Umar Sani Labaran, popularly known as Umar Gombe, is an actor, director, and producer who has starred in over a one hundred movies and a number of television and comedy shows.

He has won and been nominated as Best Supporting Actor on several occasions. In this interview, he talks about Kannywood’s shortcomings, what drew him to the industry, and more. Excerpts:

 

Weekend Magazine: What attracted you to the film industry?

Umar Gombe: I was influenced by the social problems happening in our communities. I started my acting career with late veteran Kannywood director Tijjani Ibraheem and later joined Ishaq Sidi Ishaq who taught me scriptwriting and directing. He gave me books on both fields to read. I later assisted him as production manager and assistant director.

Films I featured in include ‘Kwalla,’ ‘Lambar Girma,’ ‘Sa’in Sa,’ ‘Noor,’ ‘Lissafi,’ ‘Iko’ and more recent ones like ‘Mati A Zazzau,’ ‘Wakili,’ ‘Hauwa Kulu’ among others. I have appeared in over a hundred films, including Nollywood films like ‘Tenant of the House.’

Umar Gombe

WM: Recently the industry has slowed down. How do you feel about this?

Gombe: What is happening is due to the pandemic. Everything will return to normal after covid-19. However, even before the pandemic we had issues that has made clear that we are not practicing film making the way it should be done.

There is a need for operators of the industry to acquire more technical knowledge on film making or else we will continue to be left behind. Our inability to apply modern knowledge is crippling the industry’s market. It makes it difficult for investors to come forward. Who do you think will be willing to invest in a venture that can’t guarantee any profit?

WM: How would you compare Kannywood and Nollywood in terms of development?

Gombe: For me the issue is not about making a comparism. It is all about getting support from corporate bodies and government at various levels. Nollywood is recognized by corporate organizations and a sizeable number of government agencies, unlike Kannywood where individual investors have to do everything alone.

I am sure that if Kannywood were  given the same opportunity like Nollywood I am optimistic that we would have been far above any movie industry in Africa. Look at what we have attained without support. What do you think the industry would have attained had it been the industry has got the needed support?

WM: ‘Mati a Zazzau’ is arguably one of the best Hausa comedy films in recent times. What would you say makes it stand out?

Gombe: ‘Mati a Zazzau’ was produced by Rahama Sadau and Sadiq Sani Sadiq. For me, what really makes it different is the storyline, cast, director and equipment used.

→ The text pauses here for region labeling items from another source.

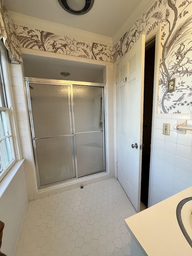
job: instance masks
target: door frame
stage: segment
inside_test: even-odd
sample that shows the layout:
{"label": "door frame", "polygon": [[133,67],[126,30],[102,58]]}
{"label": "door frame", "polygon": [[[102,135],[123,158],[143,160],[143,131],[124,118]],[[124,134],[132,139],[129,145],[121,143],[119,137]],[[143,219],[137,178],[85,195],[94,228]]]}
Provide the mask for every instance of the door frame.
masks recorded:
{"label": "door frame", "polygon": [[[74,148],[74,155],[72,155],[73,158],[73,167],[75,167],[74,168],[74,171],[76,174],[76,177],[68,179],[67,180],[58,181],[53,183],[48,184],[46,185],[41,185],[40,180],[40,177],[38,165],[38,160],[36,146],[35,141],[34,141],[34,131],[33,124],[33,121],[32,115],[32,109],[31,106],[31,100],[30,99],[30,93],[29,92],[29,84],[31,83],[38,83],[41,84],[50,84],[56,85],[65,85],[67,86],[70,86],[71,88],[73,85],[76,86],[88,86],[92,87],[101,87],[103,88],[103,157],[104,157],[104,167],[105,168],[105,170],[98,171],[96,173],[91,173],[88,174],[86,174],[85,176],[87,176],[93,174],[98,174],[100,173],[105,173],[107,172],[106,170],[106,126],[105,119],[106,116],[106,92],[105,90],[106,85],[105,83],[92,83],[88,82],[83,82],[78,81],[73,81],[68,80],[61,80],[55,79],[49,79],[44,78],[34,78],[32,77],[24,77],[24,80],[25,83],[25,89],[26,91],[26,95],[27,99],[27,104],[28,108],[28,112],[29,115],[29,122],[30,123],[30,128],[31,131],[31,135],[32,137],[32,143],[33,145],[33,150],[34,153],[34,163],[35,169],[35,173],[36,174],[36,178],[37,182],[37,184],[38,189],[43,189],[43,188],[51,187],[56,185],[59,185],[61,183],[64,182],[70,181],[71,181],[77,179],[78,178],[78,170],[76,168],[77,159],[76,152],[76,148],[75,147],[76,141],[75,138],[73,138],[73,142],[74,146],[74,145],[75,147]],[[72,102],[72,112],[73,113],[72,118],[73,119],[73,122],[74,123],[74,106]],[[73,154],[72,154],[73,155]],[[82,176],[80,176],[79,178],[82,178]]]}
{"label": "door frame", "polygon": [[[153,109],[152,113],[152,127],[151,155],[150,157],[150,167],[149,184],[148,207],[152,205],[152,192],[153,172],[153,162],[154,149],[154,138],[156,124],[156,115],[158,109],[158,96],[159,91],[159,79],[160,72],[160,57],[161,50],[161,26],[159,25],[148,35],[146,36],[146,43],[155,37],[155,65],[154,68],[153,94]],[[116,77],[117,75],[117,65],[123,59],[122,56],[114,63],[114,158],[115,176],[117,178],[118,176],[117,163],[117,86]]]}

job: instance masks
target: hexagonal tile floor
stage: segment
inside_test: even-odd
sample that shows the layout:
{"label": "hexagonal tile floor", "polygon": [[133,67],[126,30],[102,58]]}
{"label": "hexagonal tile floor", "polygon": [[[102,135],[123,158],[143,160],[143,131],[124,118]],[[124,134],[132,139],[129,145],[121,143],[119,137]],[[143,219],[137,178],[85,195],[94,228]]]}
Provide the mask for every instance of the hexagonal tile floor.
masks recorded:
{"label": "hexagonal tile floor", "polygon": [[136,213],[114,178],[30,202],[15,256],[124,256]]}

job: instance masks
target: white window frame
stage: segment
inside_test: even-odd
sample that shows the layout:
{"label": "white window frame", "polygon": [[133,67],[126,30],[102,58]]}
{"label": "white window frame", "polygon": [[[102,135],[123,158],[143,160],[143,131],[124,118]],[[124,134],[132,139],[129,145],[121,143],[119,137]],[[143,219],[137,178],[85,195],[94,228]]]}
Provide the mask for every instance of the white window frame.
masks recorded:
{"label": "white window frame", "polygon": [[[13,167],[17,161],[21,159],[19,150],[18,142],[16,139],[18,131],[16,126],[14,116],[15,112],[13,109],[13,95],[11,88],[10,77],[9,71],[9,67],[7,51],[2,42],[0,41],[0,72],[2,77],[2,83],[4,84],[4,92],[6,99],[5,107],[0,107],[0,111],[5,111],[7,119],[7,125],[9,132],[9,136],[4,137],[2,140],[0,138],[0,157],[2,170],[0,173],[0,182]],[[2,141],[5,137],[9,137],[10,147],[13,159],[7,165],[5,166],[3,154]]]}

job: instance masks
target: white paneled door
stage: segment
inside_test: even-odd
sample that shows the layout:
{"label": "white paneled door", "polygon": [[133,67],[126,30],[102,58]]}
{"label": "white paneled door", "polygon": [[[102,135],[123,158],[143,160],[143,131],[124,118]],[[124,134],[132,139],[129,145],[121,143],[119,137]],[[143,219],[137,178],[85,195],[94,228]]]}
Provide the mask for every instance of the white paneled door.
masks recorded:
{"label": "white paneled door", "polygon": [[117,66],[118,178],[137,212],[141,176],[145,36]]}

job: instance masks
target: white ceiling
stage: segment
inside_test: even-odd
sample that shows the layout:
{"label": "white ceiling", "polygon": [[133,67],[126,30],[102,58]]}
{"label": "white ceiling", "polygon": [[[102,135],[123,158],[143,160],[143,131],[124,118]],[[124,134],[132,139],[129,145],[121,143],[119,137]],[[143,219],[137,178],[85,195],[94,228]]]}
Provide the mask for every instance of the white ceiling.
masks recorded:
{"label": "white ceiling", "polygon": [[135,19],[152,2],[153,0],[94,0],[88,12],[76,15],[66,11],[58,0],[4,0],[8,11],[111,38],[129,20],[130,24],[126,26],[128,30],[129,26],[135,21]]}

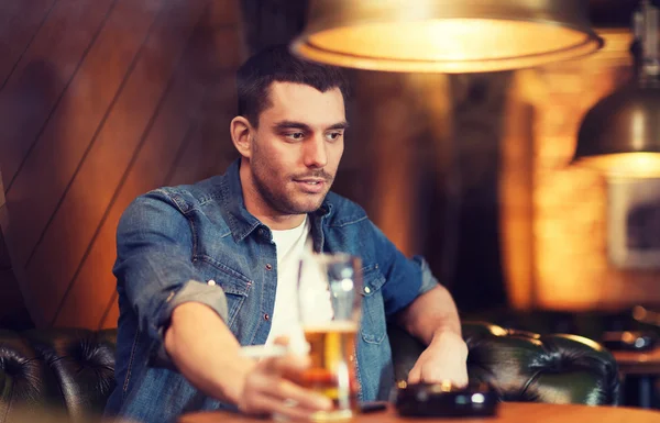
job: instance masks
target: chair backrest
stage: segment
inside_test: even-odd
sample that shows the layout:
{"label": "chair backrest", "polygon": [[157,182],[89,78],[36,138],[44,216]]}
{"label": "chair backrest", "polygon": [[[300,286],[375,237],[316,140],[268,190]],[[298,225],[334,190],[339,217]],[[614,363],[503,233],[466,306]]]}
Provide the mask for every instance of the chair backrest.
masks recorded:
{"label": "chair backrest", "polygon": [[[405,380],[424,345],[391,326],[397,380]],[[484,322],[464,322],[470,382],[490,385],[503,401],[619,403],[619,379],[612,354],[592,339],[538,335]]]}
{"label": "chair backrest", "polygon": [[[389,327],[397,379],[424,350]],[[504,401],[615,404],[619,381],[612,355],[591,339],[540,336],[487,323],[464,323],[470,380],[490,383]],[[116,386],[117,331],[0,331],[0,423],[30,410],[63,410],[73,422],[102,413]]]}

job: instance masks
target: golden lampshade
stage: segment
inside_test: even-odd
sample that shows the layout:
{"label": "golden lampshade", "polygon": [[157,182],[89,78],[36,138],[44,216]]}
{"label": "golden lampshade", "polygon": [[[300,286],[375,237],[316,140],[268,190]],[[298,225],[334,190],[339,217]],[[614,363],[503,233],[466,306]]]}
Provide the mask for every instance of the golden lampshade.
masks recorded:
{"label": "golden lampshade", "polygon": [[609,177],[660,177],[660,8],[632,15],[632,81],[598,101],[580,124],[572,163]]}
{"label": "golden lampshade", "polygon": [[361,69],[482,73],[602,46],[583,0],[310,0],[292,51]]}

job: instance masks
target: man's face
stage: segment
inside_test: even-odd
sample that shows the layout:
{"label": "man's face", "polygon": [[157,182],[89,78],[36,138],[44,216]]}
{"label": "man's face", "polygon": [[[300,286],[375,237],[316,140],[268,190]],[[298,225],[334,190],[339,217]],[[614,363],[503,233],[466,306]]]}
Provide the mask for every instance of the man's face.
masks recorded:
{"label": "man's face", "polygon": [[317,210],[330,190],[343,154],[346,127],[339,88],[274,82],[272,107],[260,115],[248,160],[254,194],[274,215]]}

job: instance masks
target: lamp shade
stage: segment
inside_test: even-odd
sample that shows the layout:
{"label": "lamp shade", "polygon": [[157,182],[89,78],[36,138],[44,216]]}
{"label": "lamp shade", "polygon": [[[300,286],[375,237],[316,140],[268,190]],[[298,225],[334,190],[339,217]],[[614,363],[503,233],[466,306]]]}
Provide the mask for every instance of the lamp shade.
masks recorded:
{"label": "lamp shade", "polygon": [[583,0],[311,0],[292,49],[362,69],[476,73],[592,53]]}
{"label": "lamp shade", "polygon": [[584,116],[573,163],[608,176],[660,176],[660,86],[631,84]]}

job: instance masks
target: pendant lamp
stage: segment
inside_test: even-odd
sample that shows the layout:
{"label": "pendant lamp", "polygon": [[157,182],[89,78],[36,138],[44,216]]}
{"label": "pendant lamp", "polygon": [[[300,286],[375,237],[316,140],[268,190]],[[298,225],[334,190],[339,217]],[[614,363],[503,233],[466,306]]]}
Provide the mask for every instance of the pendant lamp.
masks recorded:
{"label": "pendant lamp", "polygon": [[635,78],[585,114],[572,163],[614,177],[660,177],[659,18],[642,0],[632,18]]}
{"label": "pendant lamp", "polygon": [[292,51],[361,69],[483,73],[602,46],[584,0],[310,0]]}

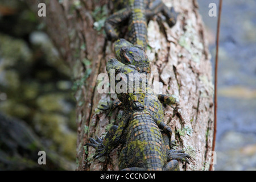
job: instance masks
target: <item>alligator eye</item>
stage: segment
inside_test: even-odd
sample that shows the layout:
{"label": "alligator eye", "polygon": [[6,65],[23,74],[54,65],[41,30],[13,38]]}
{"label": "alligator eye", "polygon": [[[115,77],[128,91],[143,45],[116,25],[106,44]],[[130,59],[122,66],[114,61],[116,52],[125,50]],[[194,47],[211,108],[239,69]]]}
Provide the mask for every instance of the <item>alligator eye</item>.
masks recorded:
{"label": "alligator eye", "polygon": [[127,51],[127,47],[124,46],[124,47],[122,47],[122,48],[120,49],[120,51],[121,51],[122,52],[126,52],[126,51]]}
{"label": "alligator eye", "polygon": [[143,50],[143,48],[141,46],[137,45],[136,46],[138,48],[140,48],[142,50]]}
{"label": "alligator eye", "polygon": [[121,68],[117,68],[117,69],[115,69],[115,72],[116,72],[117,73],[120,73],[120,72],[121,72]]}

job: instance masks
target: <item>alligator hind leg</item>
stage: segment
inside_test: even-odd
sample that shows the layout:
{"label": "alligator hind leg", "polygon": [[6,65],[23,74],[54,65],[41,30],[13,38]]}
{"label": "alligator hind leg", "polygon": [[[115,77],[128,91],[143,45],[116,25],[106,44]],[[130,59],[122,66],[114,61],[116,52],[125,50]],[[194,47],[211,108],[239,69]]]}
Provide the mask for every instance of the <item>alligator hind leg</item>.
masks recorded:
{"label": "alligator hind leg", "polygon": [[115,27],[127,19],[130,14],[130,9],[125,8],[115,12],[106,20],[104,28],[109,39],[115,40],[118,38],[118,34],[115,31]]}
{"label": "alligator hind leg", "polygon": [[146,10],[146,16],[151,16],[159,12],[166,16],[166,21],[170,27],[175,24],[178,14],[174,11],[172,7],[170,10],[161,0],[155,0],[149,5],[148,9]]}

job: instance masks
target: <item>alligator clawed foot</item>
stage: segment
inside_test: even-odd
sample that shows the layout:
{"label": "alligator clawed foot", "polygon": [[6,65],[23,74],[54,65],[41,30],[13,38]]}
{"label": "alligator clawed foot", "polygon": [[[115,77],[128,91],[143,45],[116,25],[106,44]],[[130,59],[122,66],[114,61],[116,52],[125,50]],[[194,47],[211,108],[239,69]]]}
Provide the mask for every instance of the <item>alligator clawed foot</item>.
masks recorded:
{"label": "alligator clawed foot", "polygon": [[86,143],[85,146],[93,147],[96,150],[95,154],[93,156],[95,159],[100,158],[107,153],[106,148],[103,145],[103,138],[100,138],[98,136],[96,136],[96,139],[90,138],[89,140],[90,143]]}
{"label": "alligator clawed foot", "polygon": [[188,154],[185,153],[183,150],[171,150],[168,154],[168,160],[176,159],[190,164],[188,159],[191,157]]}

I was casted in the film, not because I am a friend to the producers, but because they believe in my ability to give them what they want.

A lot of money has been committed to the film. Also, one of the finest Nigerian female singers, Dij’a, made her debut in the film as an actress. I must confess that she inspired many people by the humility she exhibited throughout the shooting of that film.

WM: What do you do when you are not acting?

Gombe: I love photography, culture, watching films and travelling.

WM: What is your favorite quote?

Gombe: My favorite quote is “Of all the inventions for mass communication, pictures speak the universally accepted language.” This is from Walt Disney and it says a lot of things to me.